Según el informe bienal Living Planet del Fondo Mundial para la Naturaleza (WWF) en 2016, Cuba es el país más sostenible del planeta. De hecho, el Fondo creó un índice de huella ambiental que combina el desarrollo humano y la explotación de los recursos naturales. Se descubrió que la isla tenía una huella ecológica aceptable per cápita, utilizando una cantidad ejemplar de energía y recursos naturales, y una clasificación aceptable del Índice de Desarrollo Humano. Estos indicadores demuestran que un sistema sostenible de producción de alimentos es compatible con un alto nivel de alfabetización, esperanza de vida y baja mortalidad infantil.
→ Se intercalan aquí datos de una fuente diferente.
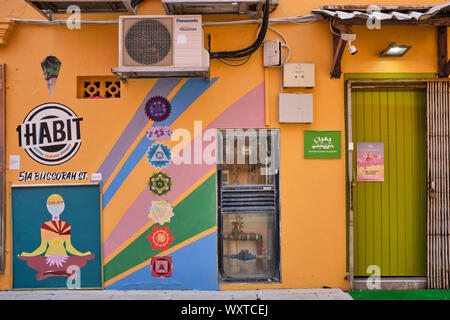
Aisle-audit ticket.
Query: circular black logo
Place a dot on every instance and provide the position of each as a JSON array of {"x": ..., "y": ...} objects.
[{"x": 50, "y": 134}]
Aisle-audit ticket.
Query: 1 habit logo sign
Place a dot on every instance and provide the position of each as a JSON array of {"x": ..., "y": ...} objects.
[{"x": 50, "y": 134}]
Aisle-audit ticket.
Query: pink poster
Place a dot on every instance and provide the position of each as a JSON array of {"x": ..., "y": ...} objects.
[{"x": 370, "y": 161}]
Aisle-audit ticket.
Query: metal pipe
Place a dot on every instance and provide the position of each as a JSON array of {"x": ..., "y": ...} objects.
[{"x": 350, "y": 187}]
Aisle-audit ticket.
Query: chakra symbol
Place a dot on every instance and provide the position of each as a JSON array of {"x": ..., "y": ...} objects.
[
  {"x": 159, "y": 133},
  {"x": 161, "y": 267},
  {"x": 160, "y": 238},
  {"x": 160, "y": 183},
  {"x": 159, "y": 155},
  {"x": 160, "y": 212},
  {"x": 158, "y": 108}
]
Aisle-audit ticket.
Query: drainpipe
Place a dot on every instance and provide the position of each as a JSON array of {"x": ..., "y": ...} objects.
[{"x": 351, "y": 185}]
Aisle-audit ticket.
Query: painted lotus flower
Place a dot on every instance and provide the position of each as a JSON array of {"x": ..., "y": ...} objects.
[
  {"x": 56, "y": 260},
  {"x": 159, "y": 133},
  {"x": 160, "y": 238},
  {"x": 160, "y": 183},
  {"x": 158, "y": 108},
  {"x": 160, "y": 212}
]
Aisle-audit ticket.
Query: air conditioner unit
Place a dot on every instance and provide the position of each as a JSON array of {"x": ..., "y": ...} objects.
[
  {"x": 161, "y": 46},
  {"x": 244, "y": 7}
]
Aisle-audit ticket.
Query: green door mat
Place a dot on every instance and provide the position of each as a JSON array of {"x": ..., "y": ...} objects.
[{"x": 401, "y": 295}]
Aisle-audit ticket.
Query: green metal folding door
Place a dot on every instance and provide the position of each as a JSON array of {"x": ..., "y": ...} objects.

Un modelo agrícola sostenible, como el cubano, puede ser visto como una alternativa para mejorar la seguridad alimentaria y la salud ambiental. Aunque su desarrollo se debió a la necesidad, la agricultura urbana de Cuba se ha convertido en un modelo para el resto del mundo en desarrollo. Cuba cuenta con un sistema político socialista en el que los derechos de propiedad y las políticas agrícolas se manejan de manera centralizada, significativamente diferente del resto del mundo. Como resultado, todo el proceso de producción ha sido consignado a la supervisión gubernamental, desde la distribución de la tierra, las semillas y los insumos agrícolas hasta la comercialización.